2011 (AA) Final Stat Line: 6-6 | 4.20 ERA | 128.2 IP |130 SO
*Chance to see with the ‘Topes in 2012: 3
MLB.com’s predictions have been strikingly accurate over the past few years, with most prospects reaching Double-A leagues by the end of the predicted season. This could mean good news for Albuquerque fans, as the ‘Topes are the next and final stop before the Big Show. This year’s selection includes Zach Lee (RHP), Nathan Eovaldi (RHP) and Allen Webster (RHP). Although some players coming to Triple-A may seem like a long shot, keep your fingers crossed to see a few of these quickly rising prospects here in Albuquerque, New Mexico.
On Monday the Los Angeles Dodgers designated infielder Russ Mitchell for assignment in accordance with the 40-man roster limit. This move was processed to free up space for newly acquired pitcher Todd Coffey. Mitchell’s status remains on waivers, and if no team shows interest in the infielder within two business days, he can return to the Dodgers, most likely being outrighted to the Isotopes.
Mitchell, 26, split time between the Dodgers and Triple-A affiliate Albuquerque Isotopes last season. The utility fielder hit .283 with 16 home runs in 336 at-bats with the ‘Topes, and appeared in 25 games with the Dodgers collecting eight hits and three RBI. In 40 career games at the Major League level, Mitchell has hit .151 in 93 at-bats.
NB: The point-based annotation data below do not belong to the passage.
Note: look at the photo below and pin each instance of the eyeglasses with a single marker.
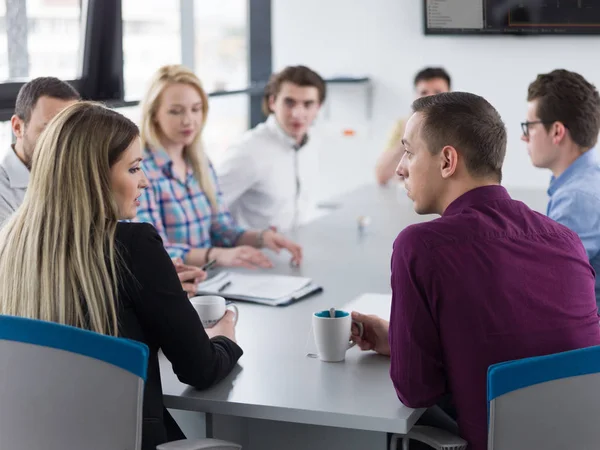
(525, 125)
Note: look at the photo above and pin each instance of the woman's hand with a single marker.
(276, 242)
(189, 276)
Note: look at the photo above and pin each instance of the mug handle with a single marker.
(361, 330)
(233, 308)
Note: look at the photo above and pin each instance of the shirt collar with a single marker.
(476, 196)
(163, 162)
(275, 128)
(17, 172)
(587, 159)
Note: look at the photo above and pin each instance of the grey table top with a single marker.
(275, 379)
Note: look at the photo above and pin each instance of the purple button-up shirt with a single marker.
(489, 281)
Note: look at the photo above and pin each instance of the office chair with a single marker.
(62, 387)
(544, 402)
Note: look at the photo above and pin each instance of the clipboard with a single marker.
(274, 290)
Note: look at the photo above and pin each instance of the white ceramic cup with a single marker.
(212, 308)
(332, 334)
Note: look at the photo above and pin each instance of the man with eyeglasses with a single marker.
(562, 127)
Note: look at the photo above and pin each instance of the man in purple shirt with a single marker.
(489, 281)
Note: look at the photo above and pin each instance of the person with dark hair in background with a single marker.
(561, 130)
(489, 281)
(429, 81)
(37, 103)
(261, 176)
(68, 255)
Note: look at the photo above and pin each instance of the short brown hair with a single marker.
(299, 75)
(567, 97)
(432, 73)
(31, 92)
(468, 123)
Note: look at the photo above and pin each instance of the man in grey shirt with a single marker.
(37, 103)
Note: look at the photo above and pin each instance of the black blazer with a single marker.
(154, 309)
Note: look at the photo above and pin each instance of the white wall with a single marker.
(384, 39)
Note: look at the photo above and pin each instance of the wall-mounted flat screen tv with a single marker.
(547, 17)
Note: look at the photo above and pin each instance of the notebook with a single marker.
(273, 290)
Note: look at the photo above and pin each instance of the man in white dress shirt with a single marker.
(37, 103)
(260, 175)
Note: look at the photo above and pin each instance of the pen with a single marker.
(225, 286)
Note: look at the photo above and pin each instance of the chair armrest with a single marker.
(434, 437)
(199, 444)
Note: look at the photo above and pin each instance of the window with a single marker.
(40, 38)
(151, 38)
(221, 51)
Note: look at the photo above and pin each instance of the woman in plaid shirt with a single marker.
(183, 201)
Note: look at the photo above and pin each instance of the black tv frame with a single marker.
(583, 31)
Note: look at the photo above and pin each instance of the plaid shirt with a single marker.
(180, 211)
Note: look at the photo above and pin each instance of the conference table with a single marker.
(280, 397)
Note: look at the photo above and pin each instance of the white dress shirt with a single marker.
(263, 178)
(14, 178)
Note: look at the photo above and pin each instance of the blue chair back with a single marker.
(545, 402)
(63, 387)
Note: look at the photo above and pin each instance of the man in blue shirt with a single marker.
(561, 130)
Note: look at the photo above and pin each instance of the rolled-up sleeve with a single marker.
(149, 211)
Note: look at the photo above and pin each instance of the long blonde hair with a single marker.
(58, 260)
(150, 132)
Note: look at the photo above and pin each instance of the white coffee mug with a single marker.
(212, 308)
(332, 334)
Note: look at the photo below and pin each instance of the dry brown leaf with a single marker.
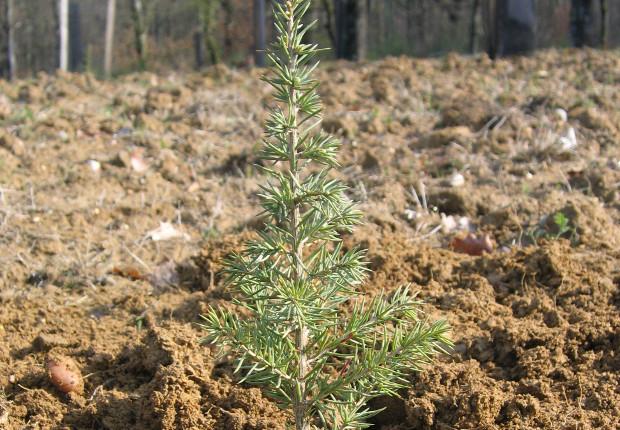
(472, 244)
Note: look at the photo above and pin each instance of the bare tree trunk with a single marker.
(362, 29)
(76, 49)
(11, 61)
(209, 9)
(473, 27)
(109, 37)
(140, 32)
(604, 24)
(63, 24)
(346, 28)
(328, 6)
(259, 33)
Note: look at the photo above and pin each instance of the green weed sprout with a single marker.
(295, 281)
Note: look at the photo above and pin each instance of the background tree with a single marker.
(604, 23)
(208, 12)
(8, 63)
(260, 34)
(63, 31)
(141, 16)
(109, 37)
(510, 27)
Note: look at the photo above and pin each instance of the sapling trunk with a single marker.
(295, 279)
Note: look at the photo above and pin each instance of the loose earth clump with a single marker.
(90, 169)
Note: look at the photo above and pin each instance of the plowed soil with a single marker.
(89, 170)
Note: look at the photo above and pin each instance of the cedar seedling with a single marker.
(296, 280)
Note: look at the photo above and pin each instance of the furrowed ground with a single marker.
(90, 170)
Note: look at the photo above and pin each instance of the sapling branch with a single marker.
(296, 281)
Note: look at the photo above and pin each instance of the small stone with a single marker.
(47, 341)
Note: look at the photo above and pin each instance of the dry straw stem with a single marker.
(294, 281)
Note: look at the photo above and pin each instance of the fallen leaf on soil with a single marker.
(129, 272)
(569, 141)
(472, 244)
(164, 275)
(451, 223)
(457, 180)
(166, 231)
(65, 375)
(137, 162)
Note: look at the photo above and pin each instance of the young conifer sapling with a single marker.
(295, 280)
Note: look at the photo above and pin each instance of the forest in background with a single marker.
(164, 35)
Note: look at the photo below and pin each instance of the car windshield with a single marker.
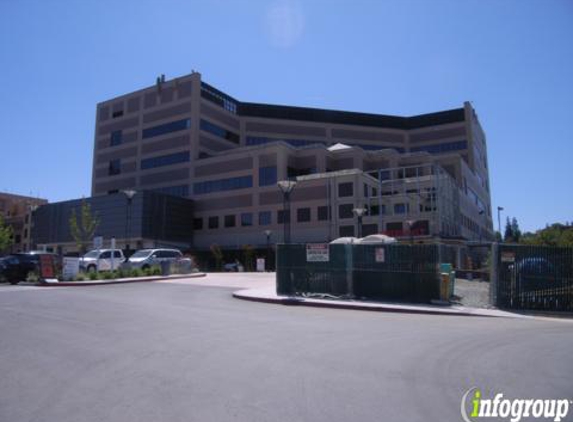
(91, 254)
(141, 254)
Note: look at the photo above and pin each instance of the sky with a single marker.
(512, 59)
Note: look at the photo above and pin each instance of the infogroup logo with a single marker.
(476, 408)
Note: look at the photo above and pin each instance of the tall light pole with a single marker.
(499, 210)
(482, 212)
(268, 235)
(129, 193)
(410, 224)
(286, 187)
(359, 213)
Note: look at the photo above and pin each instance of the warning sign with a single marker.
(317, 252)
(380, 255)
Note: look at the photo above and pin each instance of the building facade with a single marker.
(420, 177)
(16, 211)
(146, 220)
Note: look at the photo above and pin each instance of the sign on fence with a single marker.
(379, 255)
(317, 252)
(71, 267)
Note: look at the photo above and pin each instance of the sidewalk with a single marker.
(119, 281)
(268, 295)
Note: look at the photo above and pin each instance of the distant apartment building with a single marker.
(16, 211)
(419, 178)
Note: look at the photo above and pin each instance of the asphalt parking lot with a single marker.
(187, 351)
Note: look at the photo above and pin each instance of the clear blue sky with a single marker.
(512, 59)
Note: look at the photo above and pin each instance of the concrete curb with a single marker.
(121, 281)
(251, 295)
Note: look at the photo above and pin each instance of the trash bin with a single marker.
(165, 268)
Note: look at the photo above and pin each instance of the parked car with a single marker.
(101, 260)
(146, 258)
(16, 267)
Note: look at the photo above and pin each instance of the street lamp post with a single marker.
(286, 187)
(129, 193)
(268, 235)
(359, 213)
(410, 224)
(482, 212)
(499, 210)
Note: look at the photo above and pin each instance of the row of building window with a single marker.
(222, 101)
(218, 131)
(165, 160)
(181, 190)
(441, 148)
(165, 128)
(222, 185)
(303, 215)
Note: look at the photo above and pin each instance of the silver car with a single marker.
(145, 258)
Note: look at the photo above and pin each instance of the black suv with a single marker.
(16, 267)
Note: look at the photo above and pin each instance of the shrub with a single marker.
(32, 277)
(136, 272)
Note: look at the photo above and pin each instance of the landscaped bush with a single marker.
(136, 272)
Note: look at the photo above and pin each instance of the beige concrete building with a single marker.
(421, 177)
(16, 211)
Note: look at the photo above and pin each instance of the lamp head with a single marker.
(286, 186)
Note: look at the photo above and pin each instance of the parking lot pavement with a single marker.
(234, 280)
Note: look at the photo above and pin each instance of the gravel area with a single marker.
(472, 293)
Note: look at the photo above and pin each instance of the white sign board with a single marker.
(98, 242)
(380, 255)
(317, 252)
(70, 268)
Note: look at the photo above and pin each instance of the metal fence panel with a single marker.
(381, 272)
(535, 278)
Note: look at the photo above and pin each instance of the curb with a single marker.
(358, 307)
(107, 282)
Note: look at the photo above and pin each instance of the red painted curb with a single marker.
(297, 302)
(108, 282)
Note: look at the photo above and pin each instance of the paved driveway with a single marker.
(186, 352)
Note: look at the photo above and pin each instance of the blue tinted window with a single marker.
(165, 160)
(114, 167)
(246, 219)
(265, 218)
(223, 185)
(116, 138)
(261, 140)
(219, 131)
(267, 176)
(166, 128)
(182, 190)
(440, 148)
(400, 208)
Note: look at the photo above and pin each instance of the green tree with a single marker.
(218, 255)
(83, 230)
(508, 234)
(516, 232)
(6, 235)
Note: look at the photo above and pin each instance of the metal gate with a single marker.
(534, 277)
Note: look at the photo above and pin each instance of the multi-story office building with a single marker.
(16, 210)
(419, 177)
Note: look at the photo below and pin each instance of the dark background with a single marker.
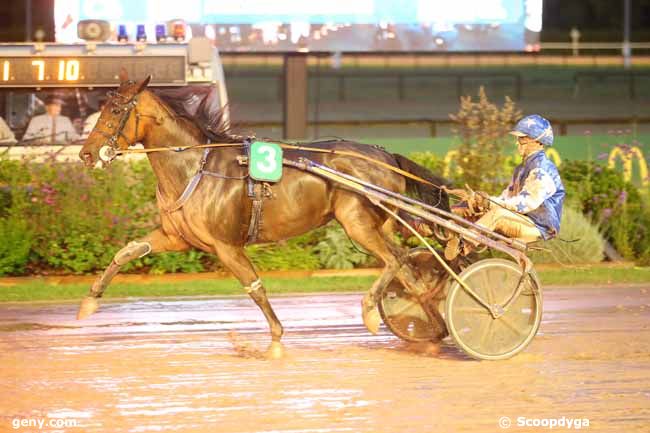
(598, 20)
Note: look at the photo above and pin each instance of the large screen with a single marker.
(325, 25)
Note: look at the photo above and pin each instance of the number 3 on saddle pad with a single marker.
(265, 161)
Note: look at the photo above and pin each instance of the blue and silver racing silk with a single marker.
(536, 191)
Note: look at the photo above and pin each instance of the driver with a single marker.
(530, 208)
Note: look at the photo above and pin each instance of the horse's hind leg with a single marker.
(234, 258)
(155, 242)
(363, 224)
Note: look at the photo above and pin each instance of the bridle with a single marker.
(120, 105)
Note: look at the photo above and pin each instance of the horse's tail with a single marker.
(434, 194)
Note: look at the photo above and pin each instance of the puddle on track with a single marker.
(179, 366)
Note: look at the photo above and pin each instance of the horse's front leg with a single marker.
(155, 242)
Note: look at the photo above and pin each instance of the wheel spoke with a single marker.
(486, 332)
(508, 323)
(474, 310)
(487, 288)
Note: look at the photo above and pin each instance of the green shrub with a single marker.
(588, 245)
(15, 245)
(482, 128)
(610, 202)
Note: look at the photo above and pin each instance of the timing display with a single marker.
(90, 71)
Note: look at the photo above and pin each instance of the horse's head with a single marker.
(120, 124)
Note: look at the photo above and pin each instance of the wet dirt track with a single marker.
(193, 366)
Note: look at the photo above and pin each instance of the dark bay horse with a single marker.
(216, 216)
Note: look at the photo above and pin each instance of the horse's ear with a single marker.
(144, 83)
(124, 75)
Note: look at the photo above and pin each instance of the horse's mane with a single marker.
(199, 106)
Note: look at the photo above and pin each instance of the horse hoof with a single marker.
(275, 351)
(88, 307)
(371, 319)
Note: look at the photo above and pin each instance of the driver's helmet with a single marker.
(535, 127)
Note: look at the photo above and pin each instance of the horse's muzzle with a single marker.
(87, 158)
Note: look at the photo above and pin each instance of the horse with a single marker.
(215, 218)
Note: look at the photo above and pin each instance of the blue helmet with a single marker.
(535, 127)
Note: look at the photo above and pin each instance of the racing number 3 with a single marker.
(266, 161)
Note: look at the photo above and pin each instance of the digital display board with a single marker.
(328, 25)
(91, 71)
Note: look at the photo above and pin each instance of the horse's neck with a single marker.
(173, 169)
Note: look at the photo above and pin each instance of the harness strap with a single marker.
(189, 188)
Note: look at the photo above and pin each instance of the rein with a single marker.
(284, 146)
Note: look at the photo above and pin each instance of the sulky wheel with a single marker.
(403, 314)
(472, 326)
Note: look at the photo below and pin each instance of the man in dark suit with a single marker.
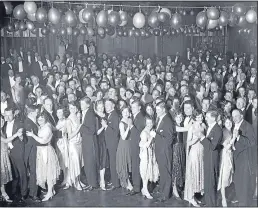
(138, 126)
(244, 156)
(31, 150)
(163, 139)
(84, 48)
(16, 154)
(211, 143)
(89, 145)
(112, 139)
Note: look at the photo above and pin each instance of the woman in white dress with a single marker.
(226, 163)
(47, 165)
(74, 148)
(194, 178)
(149, 170)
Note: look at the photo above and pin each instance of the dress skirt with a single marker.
(47, 166)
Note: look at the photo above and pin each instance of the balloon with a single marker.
(101, 31)
(22, 26)
(87, 14)
(90, 31)
(156, 32)
(139, 20)
(239, 9)
(102, 18)
(213, 13)
(19, 12)
(212, 24)
(30, 7)
(70, 18)
(41, 15)
(251, 16)
(176, 21)
(69, 31)
(30, 26)
(32, 17)
(223, 19)
(54, 16)
(167, 11)
(8, 7)
(242, 21)
(201, 19)
(76, 32)
(232, 20)
(162, 17)
(63, 31)
(83, 30)
(113, 18)
(153, 20)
Russ Mitchell’s standout moment occurred on May 20, 2011 with Los Angeles playing the first of a three game interleague series against the Chicago White Sox. Later dubbed “The Fog Game,” the Dodgers trailed the White Sox 2-3 in the 9th inning. Mitchell, who was penciled in the roster because of infield injuries, smashed a two-out, solo home run to tie the game. He again proved clutch in the 10th inning with a full-extension, diving snag at third base to prevent the game-winning runs from scoring. The Dodgers eventually went on to defeat the White Sox in a 6-4 final, largely due to the late-inning heroics of Russ Mitchell.
Still remaining on the 40-man roster are second baseman Ivan De Jesus Jr. and pitcher Ramon Troncoso. De Jesus spent the majority of the 2011 season with the Isotopes, hitting .310 with 29 extra-base hits and 59 RBI in 387 at-bats. The 24-year-old also proved a consistent glove in the field with a .989 fielding percentage with only four errors. Troncoso, 28, went 2-4 with a 5.05 ERA in 57 innings of work with the Isotopes in 2011, and posted a 6.75 ERA in 22.2 innings with the Dodgers.
De Jesus and Troncoso will be competing throughout Spring Training for a spot on Los Angeles’ final 25-man roster. Pitchers and catchers are set to report on February 19 and full squads on February 24. The exhibition games are scheduled from March 6 – April 1 at Camelback Ranch in Glendale, Ariz.